Charlie Recommends… August 2021
Words by Charlie Gladstone
The Wind of Change podcast is a particularly wonderful and improbable long-form investigation into whether the CIA wrote the band The Scorpions’ multi-million selling song (Wind of Change) to help hasten the fall of the Berlin wall. Really!
Country Funk Volumes 1 and 2. I can’t remember how I discovered these but they are great. Country funk encompasses ‘the elation of gospel with the sexual thrust of the blues, country hoedown harmony with inner city grit’. I bought them on vinyl but they’re on Spotify.

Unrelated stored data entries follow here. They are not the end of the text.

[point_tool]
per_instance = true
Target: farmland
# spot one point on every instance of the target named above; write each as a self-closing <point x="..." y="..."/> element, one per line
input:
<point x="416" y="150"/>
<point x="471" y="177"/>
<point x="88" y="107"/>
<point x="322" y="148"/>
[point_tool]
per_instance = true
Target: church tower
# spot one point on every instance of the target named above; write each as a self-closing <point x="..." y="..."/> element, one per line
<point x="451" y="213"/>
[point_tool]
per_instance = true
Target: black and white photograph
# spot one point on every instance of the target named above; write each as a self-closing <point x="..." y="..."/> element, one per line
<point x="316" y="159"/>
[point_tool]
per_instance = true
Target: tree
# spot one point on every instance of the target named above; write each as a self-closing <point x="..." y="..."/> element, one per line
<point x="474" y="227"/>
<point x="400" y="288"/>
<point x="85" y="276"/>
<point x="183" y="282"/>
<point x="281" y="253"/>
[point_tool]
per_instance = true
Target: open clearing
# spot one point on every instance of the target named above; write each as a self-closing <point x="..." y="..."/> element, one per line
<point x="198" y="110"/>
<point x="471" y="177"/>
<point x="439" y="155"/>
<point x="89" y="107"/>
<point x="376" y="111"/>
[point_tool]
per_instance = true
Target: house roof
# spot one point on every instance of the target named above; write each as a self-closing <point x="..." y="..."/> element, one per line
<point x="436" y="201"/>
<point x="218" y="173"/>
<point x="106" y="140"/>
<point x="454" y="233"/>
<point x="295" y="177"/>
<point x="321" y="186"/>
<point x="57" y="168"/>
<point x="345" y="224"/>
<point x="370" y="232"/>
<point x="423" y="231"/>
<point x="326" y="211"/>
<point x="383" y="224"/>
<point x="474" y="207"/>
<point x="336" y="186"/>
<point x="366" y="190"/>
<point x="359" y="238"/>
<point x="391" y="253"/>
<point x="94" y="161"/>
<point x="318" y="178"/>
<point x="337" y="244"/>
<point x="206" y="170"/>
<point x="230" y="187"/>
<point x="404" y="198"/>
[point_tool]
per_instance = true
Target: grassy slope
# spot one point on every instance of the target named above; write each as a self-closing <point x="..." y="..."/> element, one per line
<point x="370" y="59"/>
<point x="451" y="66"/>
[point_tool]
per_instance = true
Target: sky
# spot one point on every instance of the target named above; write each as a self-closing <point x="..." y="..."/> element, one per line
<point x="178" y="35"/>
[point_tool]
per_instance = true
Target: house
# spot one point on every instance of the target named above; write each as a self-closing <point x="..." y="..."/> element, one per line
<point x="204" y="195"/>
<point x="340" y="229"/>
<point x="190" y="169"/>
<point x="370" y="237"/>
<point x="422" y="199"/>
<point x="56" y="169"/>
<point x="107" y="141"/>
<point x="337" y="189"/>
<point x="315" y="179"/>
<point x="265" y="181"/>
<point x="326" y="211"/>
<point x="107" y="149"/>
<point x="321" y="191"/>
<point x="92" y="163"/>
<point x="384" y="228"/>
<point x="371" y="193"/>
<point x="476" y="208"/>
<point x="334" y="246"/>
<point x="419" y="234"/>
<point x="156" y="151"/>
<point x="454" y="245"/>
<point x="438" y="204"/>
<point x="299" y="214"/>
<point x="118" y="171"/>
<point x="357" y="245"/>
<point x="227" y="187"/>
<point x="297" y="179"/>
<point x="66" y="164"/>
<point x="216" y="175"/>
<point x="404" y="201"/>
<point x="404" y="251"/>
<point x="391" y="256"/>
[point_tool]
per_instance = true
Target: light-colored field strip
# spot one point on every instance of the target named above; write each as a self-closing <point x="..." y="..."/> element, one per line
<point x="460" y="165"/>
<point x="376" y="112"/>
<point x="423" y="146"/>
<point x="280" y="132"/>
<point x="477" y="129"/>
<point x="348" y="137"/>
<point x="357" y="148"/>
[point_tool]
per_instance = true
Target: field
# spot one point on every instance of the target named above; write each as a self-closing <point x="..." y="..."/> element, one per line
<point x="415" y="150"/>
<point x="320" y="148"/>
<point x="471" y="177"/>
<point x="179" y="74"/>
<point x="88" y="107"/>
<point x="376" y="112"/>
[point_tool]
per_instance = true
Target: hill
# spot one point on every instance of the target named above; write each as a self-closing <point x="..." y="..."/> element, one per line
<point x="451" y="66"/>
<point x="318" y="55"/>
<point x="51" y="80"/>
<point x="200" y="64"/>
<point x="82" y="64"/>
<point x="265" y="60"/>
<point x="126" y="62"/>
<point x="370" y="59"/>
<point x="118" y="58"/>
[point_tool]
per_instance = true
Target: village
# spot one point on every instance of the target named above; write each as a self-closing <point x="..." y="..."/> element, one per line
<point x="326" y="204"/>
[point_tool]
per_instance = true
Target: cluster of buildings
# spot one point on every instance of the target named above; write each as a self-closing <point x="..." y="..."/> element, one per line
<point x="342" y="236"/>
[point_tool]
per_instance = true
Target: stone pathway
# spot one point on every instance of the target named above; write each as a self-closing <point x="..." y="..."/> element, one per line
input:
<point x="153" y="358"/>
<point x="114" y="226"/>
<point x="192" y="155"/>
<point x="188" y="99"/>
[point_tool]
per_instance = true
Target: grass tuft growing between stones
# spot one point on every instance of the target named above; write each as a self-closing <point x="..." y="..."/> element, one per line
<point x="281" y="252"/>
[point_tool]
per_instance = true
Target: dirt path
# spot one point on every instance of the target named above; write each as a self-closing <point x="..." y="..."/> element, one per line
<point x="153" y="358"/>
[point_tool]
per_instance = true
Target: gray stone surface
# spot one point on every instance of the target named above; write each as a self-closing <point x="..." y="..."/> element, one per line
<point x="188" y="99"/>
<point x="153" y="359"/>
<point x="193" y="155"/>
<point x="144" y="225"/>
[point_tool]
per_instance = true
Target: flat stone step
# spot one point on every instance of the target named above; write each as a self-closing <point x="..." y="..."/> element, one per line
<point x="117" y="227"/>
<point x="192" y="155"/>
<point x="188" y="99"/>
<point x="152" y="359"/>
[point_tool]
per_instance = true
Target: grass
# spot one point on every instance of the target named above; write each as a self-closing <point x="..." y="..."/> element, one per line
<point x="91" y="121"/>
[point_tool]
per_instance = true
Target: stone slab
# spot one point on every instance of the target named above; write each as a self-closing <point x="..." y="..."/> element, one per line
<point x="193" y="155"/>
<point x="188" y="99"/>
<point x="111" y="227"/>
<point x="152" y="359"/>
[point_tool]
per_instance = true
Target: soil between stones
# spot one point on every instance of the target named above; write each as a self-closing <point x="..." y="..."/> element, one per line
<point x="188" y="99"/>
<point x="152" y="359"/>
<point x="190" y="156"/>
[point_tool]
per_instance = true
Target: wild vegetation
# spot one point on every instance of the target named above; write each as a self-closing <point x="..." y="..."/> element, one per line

Amanda Cowley Heller’s debut novel The Paper Palace has been heavily hyped and I think it’s very good. It is richly evocative of place and brilliant in its unforgiving descriptions of family chaos and deception. The author was major force in US TV and there are traces of Big Little Lies here.
Ceraudo London have some wonderful traditional French bistro chairs in a great range of colours which I am sizing up for our latest property at Glen Dye Cabins and Cottages.
I bought Flos’ wonderful, sleek, simple Tab Lamp in black and in blue, too. Quite widely available but my goodness John Lewis are quick and reliable.
I am enjoying excellent pop albums from Lorde (perhaps a tad samey, but oozing class) and Jungle (a real return to form). Watch the exceptional one take video to Keep Moving by Jungle. Rough Trade have lovely versions of both on vinyl which have been added to my collection.
Happy Endings ice cream is a great discovery. We now stock this at our farm shop. Small batch ice cream sandwiches with unusual but delicious flavours and great wrapping.
I bought a new sought-after cleaver from Blok Knives. What an investment. What joy every day!
I bought a new pair of those plastic Birkenstocks called Arizona Essentials. This pair is in a colour called “multicolor Bright Violet’. They’re £40, they last well and once I start wearing them I find it hard to go back to proper shoes.
I also bought a wonderful, very engaging book of photos of The National called Light Years by their long-term photographer collaborator Graham Macindoe.